Well, he's in Kansas. No, wait, he's in Utah. No, he's in New Jersey, in Ohio, back in Michigan ... then off to Tennessee.
Every day, a different city, a new football field, more photos, more press, the local television station chasing a coach with no ties to the region. Think about that for a moment. Then think about how much time the media in the Detroit area would give to Jimbo Fisher if he held a satellite camp in Brighton, Mich.
All Fisher did was win a national title at Florida State two years ago, but he's a speck of dust compared with Harbaugh in this way. Fisher may be a fine coach, but he _ and almost every other college football coach _ is competing against a force that is transcending the sport.
It astonishes, really.
Harbaugh is a one-man publicity tour because we can't turn away _ as I can't now, as many of you can't, either, by reading these words about a college football coach who has upended a sport through cult of personality.
It sure isn't what Harbaugh saying. Nor preaching. He talks about the same things at every stop: that he loves coaching, that it's all about the kids, that he is teaching the game the right way, that there is a war on football and it's his job to push back.
"Prejudice against (the game)," he has called it, at every level. "We'll overcome it, though."
In many ways, Harbaugh is right. Society has an increasingly complicated relationship with the game. It can make us feel uneasy, which is why Harbaugh sees part of his satellite barnstorming tour as an opportunity to restore football's good name.

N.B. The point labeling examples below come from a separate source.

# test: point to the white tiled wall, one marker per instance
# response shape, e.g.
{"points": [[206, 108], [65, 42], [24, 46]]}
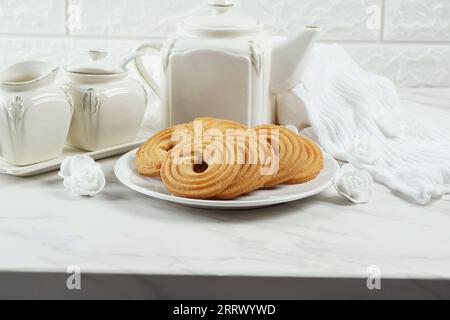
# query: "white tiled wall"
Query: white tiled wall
{"points": [[406, 40]]}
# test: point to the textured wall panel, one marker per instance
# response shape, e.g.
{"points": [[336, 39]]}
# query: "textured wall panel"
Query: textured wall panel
{"points": [[417, 20]]}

Michigan athletic director Warde Manuel said as much Thursday, in an interview with reporters.
"He's out there promoting the game of football, which is important to me, to him and to Michigan," he said. "For us, it is an investment that is worth it."
Higher education, if you will.
Manuel doesn't agree with critics who say that Harbaugh simply is on a recruiting tour and trying to promote himself. (Harbaugh, of course, doesn't buy that, either, and got a little testy when pressed about such topics at a recent camp in New Jersey.)
"He doesn't need that," said Manuel, "and we don't need that to know who we're going to recruit. That, I think, is an important piece to talk about, as it relates to the expenditure and the investment that we're making."
Manuel went on to say that, yes, it's about football, too. Specifically, football as it's played at the University of Michigan.
"I'd be lying if I told you that it wasn't also, along the way, marketing the university, marketing our football program," he said.
Of course it is. It's good that Manuel said as much this week. Colleges are in the business of explaining reality. And the reality is that this summer rock-star tour is great for U-M and Harbaugh.
Recruits aren't fools. They see. They listen. They spot the social media barrage that arrives with every Harbaugh stop.
Just recently, a top-shelf recruit from Alabama listed U-M among his finalists. All of the other schools that he's considering are in the South. That this promising receiver _ his name is Nico Collins _ is interested in the Wolverines tells much about Harbaugh's imprint and the importance of polishing a brand.
It's hard to remember a coach who has done so much to change the image of a program _ for the better _ by his actions away from the field. All it has taken is a schedule that would kill most mortals.
Harbaugh's relentlessness is winning the spring and summer. Let's see if he can do it again in the fall.